The Warby–Chiltern Box–Ironbark Region comprises a cluster of separate blocks of remnant box-ironbark forest habitat, with a collective area of 253 km^{2}, in north eastern Victoria, south-eastern Australia.

==Description==
This site lies to the east of the Rushworth Box-Ironbark Region IBA. It includes the Reef Hills and Warby-Ovens National Parks, Killawarra Forest, Chesney Hills, Mount Meg Reserves, Winton Wetlands Reserve, the Boweya Flora and Fauna Reserve, Rutherglen Conservation Reserve, Mount Lady Franklin Reserve and part of Chiltern-Mount Pilot National Park.
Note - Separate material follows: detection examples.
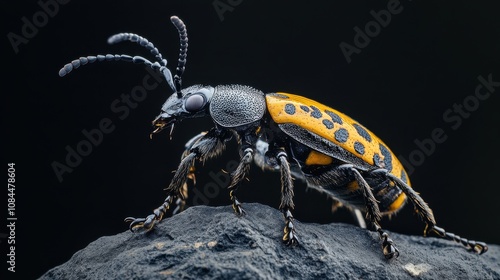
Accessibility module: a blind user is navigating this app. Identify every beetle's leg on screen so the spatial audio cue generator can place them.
[276,151,299,246]
[172,132,207,215]
[387,173,488,254]
[125,129,231,232]
[228,148,254,216]
[346,165,399,259]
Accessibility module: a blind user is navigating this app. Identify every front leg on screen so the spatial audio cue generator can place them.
[125,128,231,232]
[276,150,299,246]
[228,148,254,216]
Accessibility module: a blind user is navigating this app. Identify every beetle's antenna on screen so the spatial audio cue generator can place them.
[59,54,175,90]
[170,16,188,98]
[108,33,167,66]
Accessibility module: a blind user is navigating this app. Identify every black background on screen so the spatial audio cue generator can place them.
[0,0,500,278]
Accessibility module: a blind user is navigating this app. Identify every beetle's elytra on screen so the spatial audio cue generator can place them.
[59,16,488,259]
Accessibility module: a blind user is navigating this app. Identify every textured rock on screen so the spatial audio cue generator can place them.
[41,204,500,279]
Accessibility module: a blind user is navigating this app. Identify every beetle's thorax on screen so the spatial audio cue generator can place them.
[210,85,266,128]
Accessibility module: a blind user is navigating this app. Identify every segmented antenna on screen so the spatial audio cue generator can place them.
[170,16,188,98]
[108,33,167,66]
[59,16,188,98]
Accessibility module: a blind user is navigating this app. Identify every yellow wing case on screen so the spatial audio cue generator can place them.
[266,92,410,185]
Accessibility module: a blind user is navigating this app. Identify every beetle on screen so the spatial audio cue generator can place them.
[59,16,488,259]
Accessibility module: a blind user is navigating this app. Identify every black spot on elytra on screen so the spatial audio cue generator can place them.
[335,128,349,143]
[380,144,392,172]
[352,123,372,142]
[323,120,333,129]
[285,103,295,115]
[311,106,323,119]
[272,93,289,99]
[373,153,380,167]
[400,170,408,184]
[354,142,365,155]
[325,110,344,124]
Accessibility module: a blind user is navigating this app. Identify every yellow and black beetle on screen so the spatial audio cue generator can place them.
[59,16,488,259]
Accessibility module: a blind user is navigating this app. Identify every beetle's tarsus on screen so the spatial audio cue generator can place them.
[229,190,247,217]
[375,224,399,260]
[276,149,299,246]
[283,209,299,246]
[228,145,254,217]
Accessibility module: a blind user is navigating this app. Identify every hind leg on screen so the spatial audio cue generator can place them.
[373,169,488,254]
[309,164,399,259]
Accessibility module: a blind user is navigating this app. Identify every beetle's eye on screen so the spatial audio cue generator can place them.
[184,94,205,112]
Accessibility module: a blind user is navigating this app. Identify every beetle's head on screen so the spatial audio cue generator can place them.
[151,85,215,138]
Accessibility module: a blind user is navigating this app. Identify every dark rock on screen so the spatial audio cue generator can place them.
[41,204,500,279]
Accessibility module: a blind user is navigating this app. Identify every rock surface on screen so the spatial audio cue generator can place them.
[40,204,500,279]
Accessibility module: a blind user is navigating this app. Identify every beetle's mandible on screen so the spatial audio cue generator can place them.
[59,16,488,259]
Most of it lies within protected areas or state forests, encompassing only small blocks of private land.

==Birds==
The site has been identified as an Important Bird Area (IBA) by BirdLife International because it provides feeding habitat for relatively large numbers of non-breeding swift parrots when flowering conditions are suitable, as well as the last few endangered regent honeyeaters in Victoria. It also supports small numbers of painted honeyeaters, diamond firetails and non-breeding flame robins. Declining woodland birds still present in the IBA include brown treecreepers, speckled warblers, hooded robins, grey-crowned babblers, Gilbert's whistler and, occasionally, migrant black honeyeaters. crested bellbirds are locally extinct.